Lorena Anderson, UC Merced
A computer science lab focused on making human-computer interaction easier for people of all abilities has developed a digital lip-reader complete with its own repair system so the software can continue learning from its user.
LipType, a new invention from professor Ahmed Sabbir Arif and his lab, the Human-Computer Interaction Group, lets people send texts or emails on their computers and mobile devices and have contact-free interactions with public devices such as ATMs or other kiosks, without speaking aloud.
There are other lip-readers, but they are not widely used because they are slow and often faulty, Arif said.
“There are a lot of errors in talk-to-text, especially in noisy places, or for people with speech impairments or those who aren’t native speakers,” he said. “But LipType works for anyone. People might need to send a private message while in a public space, or in a meeting, and with LipType, they could just ‘say’ the words without making a sound.”
He and his students added various filters for different lighting conditions and a mistake-corrector based on different language models and they found that LipType was significantly faster and there were fewer errors than with other lip-readers.
To go along with the software testing, Arif’s lab conducted a social study to see if people liked and would use such a technology. They reached out to students and people in the community, including people with disabilities, and conducted an online survey. People who tried it in various tests overwhelmingly say they would use it.
“People with impairments are often concerned about standing out,” Arif said. “This is one way to increase access to mobile and other devices for them in a way that they won’t draw attention to themselves.”
The social study found that people are willing to use silent speech in public places, even when it is not as accurate as other methods. They feel the software preserves their privacy and security and allows them to do what they need to do without disturbing others around them.
Computer Science and Engineering graduate student Laxmi Pandey, who works with Arif, said she is excited about the results of the tests.
“LipType performed 58 percent faster and 53 percent more accurately than other state-of-the-art models in various real-world settings, including poor lighting and busy market situations,” Pandey said. “The success of LipType makes me believe that it can revolutionize our interaction with computer systems and with other human beings as well.”
She and Arif have written papers on the social study and LipType.
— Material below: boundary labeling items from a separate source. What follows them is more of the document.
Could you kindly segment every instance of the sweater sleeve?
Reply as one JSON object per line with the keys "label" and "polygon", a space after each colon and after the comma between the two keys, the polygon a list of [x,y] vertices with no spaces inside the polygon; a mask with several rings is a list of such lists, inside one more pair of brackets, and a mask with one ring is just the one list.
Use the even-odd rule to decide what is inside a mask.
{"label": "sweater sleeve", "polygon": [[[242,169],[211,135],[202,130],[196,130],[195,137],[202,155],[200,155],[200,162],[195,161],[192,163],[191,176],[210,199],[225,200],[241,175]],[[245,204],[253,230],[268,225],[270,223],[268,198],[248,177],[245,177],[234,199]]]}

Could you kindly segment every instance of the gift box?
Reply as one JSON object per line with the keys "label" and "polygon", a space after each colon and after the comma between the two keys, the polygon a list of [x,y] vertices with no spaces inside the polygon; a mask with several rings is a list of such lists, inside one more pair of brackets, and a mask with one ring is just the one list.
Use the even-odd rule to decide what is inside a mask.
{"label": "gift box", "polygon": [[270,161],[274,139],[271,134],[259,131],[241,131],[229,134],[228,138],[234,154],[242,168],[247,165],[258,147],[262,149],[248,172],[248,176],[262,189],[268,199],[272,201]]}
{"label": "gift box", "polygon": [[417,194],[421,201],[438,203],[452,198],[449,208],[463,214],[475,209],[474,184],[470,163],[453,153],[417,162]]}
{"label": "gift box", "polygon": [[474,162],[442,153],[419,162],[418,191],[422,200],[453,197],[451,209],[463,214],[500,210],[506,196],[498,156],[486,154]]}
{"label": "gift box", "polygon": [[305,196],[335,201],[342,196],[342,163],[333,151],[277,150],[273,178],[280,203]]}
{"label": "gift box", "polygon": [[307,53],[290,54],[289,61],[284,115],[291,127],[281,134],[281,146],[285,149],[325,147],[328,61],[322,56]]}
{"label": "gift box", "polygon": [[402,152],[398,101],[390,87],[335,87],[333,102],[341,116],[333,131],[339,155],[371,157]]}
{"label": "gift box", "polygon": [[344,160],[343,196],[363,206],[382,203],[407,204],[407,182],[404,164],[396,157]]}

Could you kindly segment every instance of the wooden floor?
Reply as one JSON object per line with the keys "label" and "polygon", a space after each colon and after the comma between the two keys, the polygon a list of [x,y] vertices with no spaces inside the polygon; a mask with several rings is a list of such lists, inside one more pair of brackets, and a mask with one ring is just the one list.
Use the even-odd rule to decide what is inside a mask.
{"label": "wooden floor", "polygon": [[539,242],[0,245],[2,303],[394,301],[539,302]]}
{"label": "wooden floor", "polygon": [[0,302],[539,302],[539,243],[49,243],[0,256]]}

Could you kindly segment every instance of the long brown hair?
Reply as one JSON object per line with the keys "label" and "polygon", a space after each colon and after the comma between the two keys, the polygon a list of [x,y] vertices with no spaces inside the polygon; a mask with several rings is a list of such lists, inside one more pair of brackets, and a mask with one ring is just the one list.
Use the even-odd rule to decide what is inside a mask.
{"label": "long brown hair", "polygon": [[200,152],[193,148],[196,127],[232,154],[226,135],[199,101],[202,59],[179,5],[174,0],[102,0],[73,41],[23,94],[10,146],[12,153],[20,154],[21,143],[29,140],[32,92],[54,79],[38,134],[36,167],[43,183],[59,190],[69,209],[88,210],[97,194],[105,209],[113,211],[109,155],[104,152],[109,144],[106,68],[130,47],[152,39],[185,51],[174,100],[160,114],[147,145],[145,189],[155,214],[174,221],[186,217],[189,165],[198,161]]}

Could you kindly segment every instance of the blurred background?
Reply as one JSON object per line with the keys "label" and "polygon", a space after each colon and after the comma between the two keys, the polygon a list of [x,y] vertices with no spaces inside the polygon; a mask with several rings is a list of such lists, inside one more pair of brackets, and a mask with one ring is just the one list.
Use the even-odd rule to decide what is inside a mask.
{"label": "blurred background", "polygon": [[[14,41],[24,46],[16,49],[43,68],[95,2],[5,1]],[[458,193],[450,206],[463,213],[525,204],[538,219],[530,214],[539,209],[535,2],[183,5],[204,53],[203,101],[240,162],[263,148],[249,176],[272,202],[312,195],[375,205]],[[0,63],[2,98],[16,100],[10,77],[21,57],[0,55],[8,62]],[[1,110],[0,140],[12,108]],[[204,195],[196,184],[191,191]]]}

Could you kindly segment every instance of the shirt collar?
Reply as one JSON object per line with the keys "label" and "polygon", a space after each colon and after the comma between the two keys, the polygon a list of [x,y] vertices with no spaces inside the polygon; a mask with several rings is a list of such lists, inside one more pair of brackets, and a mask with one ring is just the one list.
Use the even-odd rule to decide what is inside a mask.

Both have been accepted for publication and presentation at the 2021 Association for Computing Machinery’s Special Interest Group on Computer–Human Interaction ACM SIGCHI Conference on Human Factors in Computing Systems, the premier international conference on human-computer interaction.
LipType has a number of other applications, as well.
“We were thinking about surveillance situations,” Arif said. “This could be very useful for law enforcement. LipType could be used for closed captioning. We’re also looking at interfaces for cars. "We have a design-for-all philosophy,” Arif said.